To spur credit growth, which was at 7.5 per cent in November, the central bank lowered the amount of deposits that lenders must hold as reserves on a daily basis to 4.5 per cent from 5 per cent. Banks will still be required to maintain an average reserve ratio of at least 6.5 per cent over a two-week period. 

David Sumual, chief economist at PT Bank Central Asia in Jakarta, said the impact of the changes to the reserve ratio requirement will probably be muted.

"It will not help much in boosting the credit as long as the demand for credit is still shallow," he said. "It will only give flexibility for the banks in managing liquidity - strengthening their liquidity management - from a short-term horizon to a longer one."

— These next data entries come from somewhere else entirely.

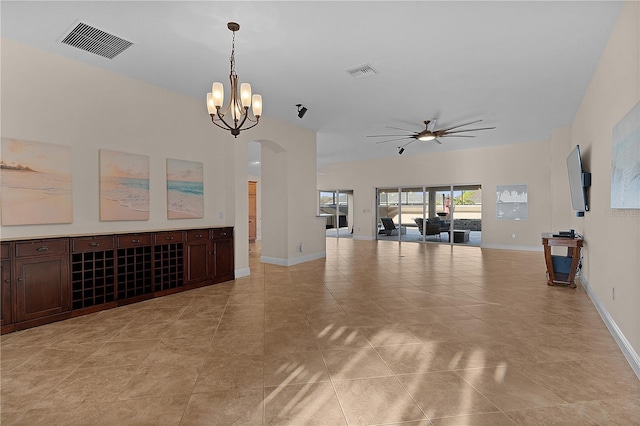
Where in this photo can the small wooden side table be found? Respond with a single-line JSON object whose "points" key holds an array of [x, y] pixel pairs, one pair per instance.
{"points": [[574, 246]]}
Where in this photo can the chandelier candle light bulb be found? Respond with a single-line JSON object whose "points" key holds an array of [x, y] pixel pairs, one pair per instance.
{"points": [[239, 102]]}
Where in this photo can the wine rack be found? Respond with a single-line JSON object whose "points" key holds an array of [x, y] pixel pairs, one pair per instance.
{"points": [[168, 266], [92, 279]]}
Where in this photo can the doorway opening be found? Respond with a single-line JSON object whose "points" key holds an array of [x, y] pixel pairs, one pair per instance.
{"points": [[335, 206]]}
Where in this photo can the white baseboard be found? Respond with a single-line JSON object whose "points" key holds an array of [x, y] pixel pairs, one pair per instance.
{"points": [[512, 247], [244, 272], [626, 348], [294, 261]]}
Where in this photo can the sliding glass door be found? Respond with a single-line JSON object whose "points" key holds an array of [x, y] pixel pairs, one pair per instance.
{"points": [[443, 214]]}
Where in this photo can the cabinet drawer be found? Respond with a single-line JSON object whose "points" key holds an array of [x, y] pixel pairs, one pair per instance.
{"points": [[91, 244], [221, 232], [134, 240], [197, 235], [169, 237], [42, 247], [4, 251]]}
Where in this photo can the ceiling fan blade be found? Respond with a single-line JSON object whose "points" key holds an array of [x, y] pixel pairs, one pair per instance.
{"points": [[459, 125], [383, 136], [410, 142], [392, 140], [469, 130], [399, 128]]}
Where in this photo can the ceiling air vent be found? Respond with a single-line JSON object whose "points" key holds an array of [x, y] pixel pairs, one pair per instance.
{"points": [[362, 71], [96, 41]]}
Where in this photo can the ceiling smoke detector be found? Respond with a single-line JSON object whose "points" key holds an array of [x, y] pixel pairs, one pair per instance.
{"points": [[362, 71], [93, 40]]}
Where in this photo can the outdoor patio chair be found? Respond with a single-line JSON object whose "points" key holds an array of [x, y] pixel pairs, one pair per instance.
{"points": [[390, 227]]}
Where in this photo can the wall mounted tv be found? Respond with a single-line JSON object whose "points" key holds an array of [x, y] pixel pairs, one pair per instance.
{"points": [[579, 181]]}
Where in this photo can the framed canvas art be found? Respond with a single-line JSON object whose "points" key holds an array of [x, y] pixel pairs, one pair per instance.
{"points": [[124, 186], [36, 183], [625, 162], [512, 202], [185, 189]]}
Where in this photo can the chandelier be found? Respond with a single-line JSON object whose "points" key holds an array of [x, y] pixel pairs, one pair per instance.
{"points": [[236, 113]]}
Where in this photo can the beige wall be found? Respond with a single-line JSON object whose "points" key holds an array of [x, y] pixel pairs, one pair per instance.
{"points": [[612, 237], [489, 167], [51, 99]]}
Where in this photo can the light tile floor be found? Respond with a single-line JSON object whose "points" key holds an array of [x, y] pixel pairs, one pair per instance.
{"points": [[379, 333]]}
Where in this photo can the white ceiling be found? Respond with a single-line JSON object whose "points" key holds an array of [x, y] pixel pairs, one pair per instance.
{"points": [[520, 66]]}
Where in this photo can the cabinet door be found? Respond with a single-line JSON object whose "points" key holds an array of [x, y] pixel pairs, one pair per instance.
{"points": [[198, 255], [223, 259], [5, 287], [42, 287]]}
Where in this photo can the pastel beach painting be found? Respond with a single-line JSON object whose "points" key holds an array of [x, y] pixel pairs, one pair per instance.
{"points": [[124, 186], [185, 189], [35, 181]]}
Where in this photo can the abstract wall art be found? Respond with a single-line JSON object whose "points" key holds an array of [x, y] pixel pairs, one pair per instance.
{"points": [[185, 189], [124, 186], [625, 162], [36, 183], [512, 202]]}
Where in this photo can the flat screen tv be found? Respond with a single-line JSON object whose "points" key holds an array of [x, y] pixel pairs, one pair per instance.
{"points": [[579, 181]]}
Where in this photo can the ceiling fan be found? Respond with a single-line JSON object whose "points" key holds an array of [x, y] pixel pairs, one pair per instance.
{"points": [[429, 133]]}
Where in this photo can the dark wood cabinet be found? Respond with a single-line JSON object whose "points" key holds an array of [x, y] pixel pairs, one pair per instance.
{"points": [[41, 274], [198, 257], [46, 280], [222, 254], [6, 303]]}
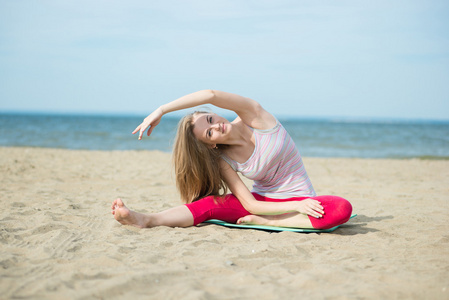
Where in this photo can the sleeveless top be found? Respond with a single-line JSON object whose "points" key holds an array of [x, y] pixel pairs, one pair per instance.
{"points": [[275, 166]]}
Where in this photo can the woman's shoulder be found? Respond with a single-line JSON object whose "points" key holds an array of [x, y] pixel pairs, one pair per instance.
{"points": [[265, 122]]}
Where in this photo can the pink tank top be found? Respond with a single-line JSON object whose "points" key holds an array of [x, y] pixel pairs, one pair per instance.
{"points": [[275, 166]]}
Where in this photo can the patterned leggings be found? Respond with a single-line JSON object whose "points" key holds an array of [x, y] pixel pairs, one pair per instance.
{"points": [[336, 209]]}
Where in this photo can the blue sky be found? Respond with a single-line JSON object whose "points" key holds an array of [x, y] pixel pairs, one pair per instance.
{"points": [[350, 59]]}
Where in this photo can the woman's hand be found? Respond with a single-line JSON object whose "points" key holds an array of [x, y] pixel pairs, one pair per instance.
{"points": [[151, 121], [311, 207]]}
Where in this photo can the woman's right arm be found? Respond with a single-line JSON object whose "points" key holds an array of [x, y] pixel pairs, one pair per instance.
{"points": [[250, 111], [238, 188]]}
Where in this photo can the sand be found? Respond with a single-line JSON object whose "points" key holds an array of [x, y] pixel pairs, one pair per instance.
{"points": [[60, 241]]}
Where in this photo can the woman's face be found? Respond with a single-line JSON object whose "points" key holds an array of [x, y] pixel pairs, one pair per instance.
{"points": [[211, 129]]}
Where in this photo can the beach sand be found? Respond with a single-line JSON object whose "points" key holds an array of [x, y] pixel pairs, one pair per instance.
{"points": [[60, 241]]}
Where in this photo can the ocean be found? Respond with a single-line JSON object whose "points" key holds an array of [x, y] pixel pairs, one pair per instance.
{"points": [[314, 137]]}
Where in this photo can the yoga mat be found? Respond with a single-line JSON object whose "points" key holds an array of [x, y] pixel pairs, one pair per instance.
{"points": [[272, 228]]}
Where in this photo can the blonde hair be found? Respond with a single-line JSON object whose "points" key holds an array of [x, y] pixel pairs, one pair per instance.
{"points": [[196, 164]]}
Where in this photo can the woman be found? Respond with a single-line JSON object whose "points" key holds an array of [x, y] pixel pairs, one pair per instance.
{"points": [[209, 151]]}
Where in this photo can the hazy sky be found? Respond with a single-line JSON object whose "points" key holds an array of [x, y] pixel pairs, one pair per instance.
{"points": [[387, 59]]}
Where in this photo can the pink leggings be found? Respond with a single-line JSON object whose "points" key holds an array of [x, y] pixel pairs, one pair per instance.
{"points": [[336, 209]]}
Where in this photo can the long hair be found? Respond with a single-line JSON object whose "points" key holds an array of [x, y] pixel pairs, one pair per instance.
{"points": [[196, 164]]}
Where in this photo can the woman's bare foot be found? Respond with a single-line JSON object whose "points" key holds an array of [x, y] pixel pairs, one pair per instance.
{"points": [[128, 217]]}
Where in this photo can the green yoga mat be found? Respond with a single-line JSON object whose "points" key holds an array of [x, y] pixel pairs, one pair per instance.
{"points": [[272, 228]]}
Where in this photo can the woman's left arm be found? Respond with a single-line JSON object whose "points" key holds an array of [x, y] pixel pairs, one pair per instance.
{"points": [[250, 111]]}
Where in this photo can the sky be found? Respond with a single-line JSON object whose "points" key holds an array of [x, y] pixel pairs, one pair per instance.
{"points": [[332, 59]]}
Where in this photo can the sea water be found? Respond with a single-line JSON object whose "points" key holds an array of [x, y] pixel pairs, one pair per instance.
{"points": [[314, 137]]}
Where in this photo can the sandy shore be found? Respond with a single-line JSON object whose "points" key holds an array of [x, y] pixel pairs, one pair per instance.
{"points": [[60, 241]]}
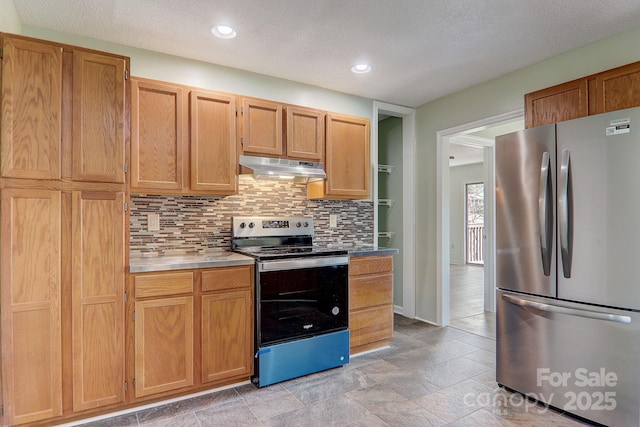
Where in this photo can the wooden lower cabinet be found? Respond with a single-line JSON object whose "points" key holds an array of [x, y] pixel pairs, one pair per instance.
{"points": [[31, 306], [370, 302], [226, 339], [164, 345], [192, 329], [62, 280], [97, 298]]}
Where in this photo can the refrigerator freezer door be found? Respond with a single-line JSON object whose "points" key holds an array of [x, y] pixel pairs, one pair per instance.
{"points": [[599, 209], [525, 209], [579, 358]]}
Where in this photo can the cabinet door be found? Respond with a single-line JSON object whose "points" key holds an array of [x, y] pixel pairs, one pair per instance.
{"points": [[305, 133], [98, 117], [226, 335], [31, 317], [158, 135], [214, 160], [97, 299], [261, 127], [558, 103], [163, 345], [31, 109], [347, 160], [618, 88]]}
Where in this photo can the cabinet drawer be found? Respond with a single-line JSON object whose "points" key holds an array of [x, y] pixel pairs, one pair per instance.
{"points": [[371, 325], [226, 278], [369, 291], [370, 265], [154, 285]]}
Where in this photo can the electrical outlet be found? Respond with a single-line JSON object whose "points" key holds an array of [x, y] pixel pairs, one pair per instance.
{"points": [[153, 222]]}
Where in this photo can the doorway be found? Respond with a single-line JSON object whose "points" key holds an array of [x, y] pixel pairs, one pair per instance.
{"points": [[485, 129], [466, 227]]}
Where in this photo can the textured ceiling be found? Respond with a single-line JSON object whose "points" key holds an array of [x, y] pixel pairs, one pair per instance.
{"points": [[420, 50]]}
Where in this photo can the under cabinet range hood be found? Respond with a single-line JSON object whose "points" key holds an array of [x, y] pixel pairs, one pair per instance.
{"points": [[274, 168]]}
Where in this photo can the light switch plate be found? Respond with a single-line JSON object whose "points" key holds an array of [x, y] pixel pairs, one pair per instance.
{"points": [[153, 222]]}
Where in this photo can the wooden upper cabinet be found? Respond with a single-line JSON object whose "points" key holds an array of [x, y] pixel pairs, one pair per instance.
{"points": [[610, 90], [558, 103], [261, 127], [99, 122], [214, 158], [30, 274], [304, 133], [158, 135], [347, 159], [98, 273], [30, 126], [617, 89]]}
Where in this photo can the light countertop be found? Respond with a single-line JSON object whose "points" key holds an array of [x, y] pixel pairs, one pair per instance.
{"points": [[222, 259], [184, 262]]}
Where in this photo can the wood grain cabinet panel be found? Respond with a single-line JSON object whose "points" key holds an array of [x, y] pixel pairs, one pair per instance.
{"points": [[225, 278], [304, 133], [158, 135], [370, 302], [347, 160], [163, 345], [213, 142], [97, 299], [371, 328], [31, 107], [31, 305], [261, 127], [163, 284], [618, 88], [183, 139], [558, 103], [227, 341], [98, 117]]}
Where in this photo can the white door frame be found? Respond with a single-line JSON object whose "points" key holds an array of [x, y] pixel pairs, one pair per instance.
{"points": [[408, 116], [442, 258]]}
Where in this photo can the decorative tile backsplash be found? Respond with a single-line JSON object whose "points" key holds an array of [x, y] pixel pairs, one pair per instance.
{"points": [[200, 224]]}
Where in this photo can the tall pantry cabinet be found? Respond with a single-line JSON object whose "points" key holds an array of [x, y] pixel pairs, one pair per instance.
{"points": [[63, 132]]}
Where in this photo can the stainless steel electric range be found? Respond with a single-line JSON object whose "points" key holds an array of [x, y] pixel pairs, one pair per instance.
{"points": [[301, 317]]}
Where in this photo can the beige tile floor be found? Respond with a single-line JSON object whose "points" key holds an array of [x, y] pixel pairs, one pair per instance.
{"points": [[467, 301], [429, 376]]}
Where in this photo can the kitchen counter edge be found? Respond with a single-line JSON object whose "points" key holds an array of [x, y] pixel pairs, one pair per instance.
{"points": [[223, 259], [188, 262], [371, 252]]}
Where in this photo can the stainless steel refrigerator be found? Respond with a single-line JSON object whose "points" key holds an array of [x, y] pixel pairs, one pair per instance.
{"points": [[568, 265]]}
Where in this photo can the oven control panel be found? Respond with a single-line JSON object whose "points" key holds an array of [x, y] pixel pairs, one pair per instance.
{"points": [[244, 226]]}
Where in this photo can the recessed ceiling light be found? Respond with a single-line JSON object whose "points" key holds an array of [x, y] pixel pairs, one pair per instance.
{"points": [[223, 31], [361, 68]]}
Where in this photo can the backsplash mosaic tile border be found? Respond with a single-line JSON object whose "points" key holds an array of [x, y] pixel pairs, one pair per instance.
{"points": [[200, 224]]}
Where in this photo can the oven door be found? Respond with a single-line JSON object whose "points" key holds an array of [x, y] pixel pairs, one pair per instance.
{"points": [[301, 297]]}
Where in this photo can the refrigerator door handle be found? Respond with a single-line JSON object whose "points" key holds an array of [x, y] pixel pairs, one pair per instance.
{"points": [[565, 213], [566, 310], [545, 213]]}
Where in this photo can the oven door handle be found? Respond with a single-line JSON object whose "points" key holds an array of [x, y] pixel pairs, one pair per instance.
{"points": [[298, 263]]}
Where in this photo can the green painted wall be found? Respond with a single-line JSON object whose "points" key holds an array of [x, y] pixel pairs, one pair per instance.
{"points": [[485, 100]]}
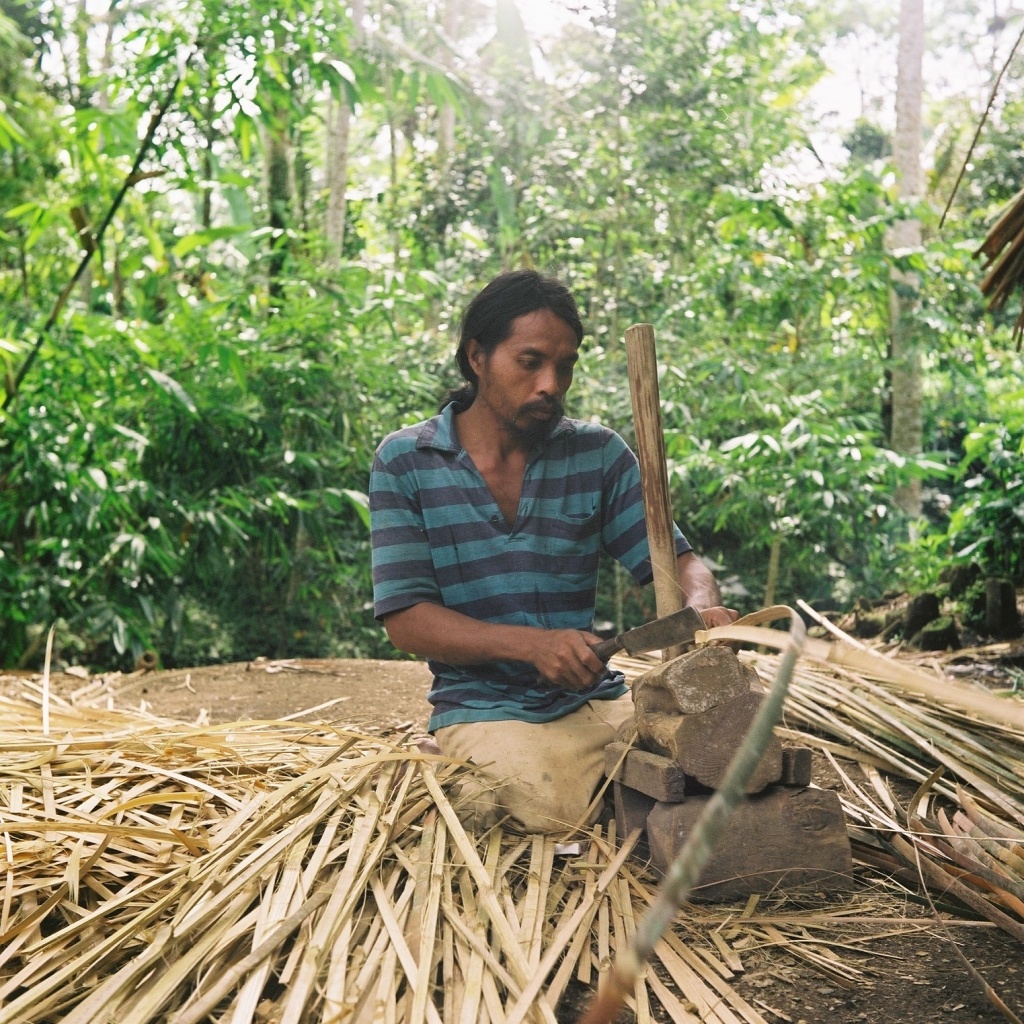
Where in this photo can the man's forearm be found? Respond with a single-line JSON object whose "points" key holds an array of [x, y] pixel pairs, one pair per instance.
{"points": [[697, 583], [438, 633], [562, 657]]}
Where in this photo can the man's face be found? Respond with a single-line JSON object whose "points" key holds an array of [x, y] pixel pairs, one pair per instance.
{"points": [[523, 381]]}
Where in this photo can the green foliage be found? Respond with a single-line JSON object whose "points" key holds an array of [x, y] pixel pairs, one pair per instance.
{"points": [[213, 511], [184, 468]]}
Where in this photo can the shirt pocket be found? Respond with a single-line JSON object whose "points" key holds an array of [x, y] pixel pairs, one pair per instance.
{"points": [[574, 525]]}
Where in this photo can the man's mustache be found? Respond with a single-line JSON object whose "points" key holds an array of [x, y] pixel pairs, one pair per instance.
{"points": [[551, 408]]}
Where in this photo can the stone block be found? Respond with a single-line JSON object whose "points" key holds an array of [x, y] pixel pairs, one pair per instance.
{"points": [[651, 774], [797, 764], [783, 839], [702, 744], [691, 683], [632, 808]]}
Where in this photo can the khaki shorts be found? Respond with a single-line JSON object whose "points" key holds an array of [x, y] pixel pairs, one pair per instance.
{"points": [[544, 774]]}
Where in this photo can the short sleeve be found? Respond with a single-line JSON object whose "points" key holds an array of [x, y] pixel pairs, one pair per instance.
{"points": [[401, 564]]}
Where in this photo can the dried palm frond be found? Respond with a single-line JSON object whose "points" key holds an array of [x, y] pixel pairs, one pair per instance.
{"points": [[1004, 252], [891, 716]]}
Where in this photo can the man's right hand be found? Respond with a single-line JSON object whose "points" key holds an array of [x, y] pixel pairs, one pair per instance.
{"points": [[565, 658], [562, 657]]}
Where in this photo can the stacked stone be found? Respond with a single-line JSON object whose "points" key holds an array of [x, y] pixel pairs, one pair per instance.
{"points": [[691, 715]]}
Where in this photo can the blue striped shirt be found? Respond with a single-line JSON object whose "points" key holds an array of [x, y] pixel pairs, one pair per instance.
{"points": [[438, 536]]}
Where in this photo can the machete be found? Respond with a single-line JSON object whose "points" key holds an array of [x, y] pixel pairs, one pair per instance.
{"points": [[679, 628]]}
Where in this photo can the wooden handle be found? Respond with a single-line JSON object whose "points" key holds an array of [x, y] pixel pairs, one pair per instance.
{"points": [[641, 361]]}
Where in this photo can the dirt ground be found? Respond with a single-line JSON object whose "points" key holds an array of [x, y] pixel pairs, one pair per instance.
{"points": [[906, 978]]}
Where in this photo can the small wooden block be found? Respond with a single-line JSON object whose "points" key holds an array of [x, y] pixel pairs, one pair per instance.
{"points": [[779, 840], [796, 766], [651, 774], [632, 808]]}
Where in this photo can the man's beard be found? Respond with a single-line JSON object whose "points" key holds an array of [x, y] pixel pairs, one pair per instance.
{"points": [[529, 430]]}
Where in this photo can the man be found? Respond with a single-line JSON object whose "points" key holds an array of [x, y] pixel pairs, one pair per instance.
{"points": [[487, 522]]}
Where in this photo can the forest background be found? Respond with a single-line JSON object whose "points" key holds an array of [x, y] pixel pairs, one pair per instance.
{"points": [[286, 203]]}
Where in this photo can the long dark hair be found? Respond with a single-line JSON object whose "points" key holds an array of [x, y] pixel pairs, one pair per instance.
{"points": [[488, 318]]}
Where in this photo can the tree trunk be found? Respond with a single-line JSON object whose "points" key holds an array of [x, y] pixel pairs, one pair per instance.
{"points": [[339, 121], [904, 348], [445, 128], [279, 202]]}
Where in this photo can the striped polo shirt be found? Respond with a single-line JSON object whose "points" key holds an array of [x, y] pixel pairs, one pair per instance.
{"points": [[438, 536]]}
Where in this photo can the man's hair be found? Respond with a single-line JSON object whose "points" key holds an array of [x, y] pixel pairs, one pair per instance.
{"points": [[488, 318]]}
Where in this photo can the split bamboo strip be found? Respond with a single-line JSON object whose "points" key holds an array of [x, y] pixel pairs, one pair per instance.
{"points": [[244, 871]]}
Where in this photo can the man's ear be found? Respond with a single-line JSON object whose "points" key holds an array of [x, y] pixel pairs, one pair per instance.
{"points": [[475, 355]]}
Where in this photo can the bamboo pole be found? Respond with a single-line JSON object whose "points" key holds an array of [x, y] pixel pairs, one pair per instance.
{"points": [[641, 363]]}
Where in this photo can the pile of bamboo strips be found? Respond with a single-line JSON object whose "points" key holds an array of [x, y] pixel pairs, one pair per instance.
{"points": [[280, 871]]}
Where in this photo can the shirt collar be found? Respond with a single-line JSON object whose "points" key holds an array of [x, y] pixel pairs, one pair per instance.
{"points": [[439, 431]]}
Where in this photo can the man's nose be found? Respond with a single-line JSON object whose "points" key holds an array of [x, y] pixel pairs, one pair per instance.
{"points": [[548, 381]]}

The central bank expects loan growth to pick up this year to 10 per cent to 12 per cent, while the economy will improve, supported by a pick-up in household consumption and stronger exports, Mr Waluyo said.

Frederico Gil Sander, the World Bank's chief economist for Indonesia, said the challenge for the central bank was to improve the transmission of monetary policy, since lower interest rates haven't boosted credit demand.

"We do think that the monetary policy stance is adequate," he said in an interview in Jakarta on Friday. It's been important for Bank Indonesia to focus on the transmission mechanism "rather than necessarily the policy rate," he said.

Other key points from the monetary policy statement: Growth estimate for 2018 maintained at 5.1 per cent to 5.5 per cent; daily minimum primary reserve ratio for Islamic lenders set at 3 per cent with two-week average of at least 5 per cent; the rupiah rose 0.4 per cent to 13,297 per dollar as at 1.15pm in Jakarta; and the currency has gained more than 2 per cent this month, among the best performers in Asia.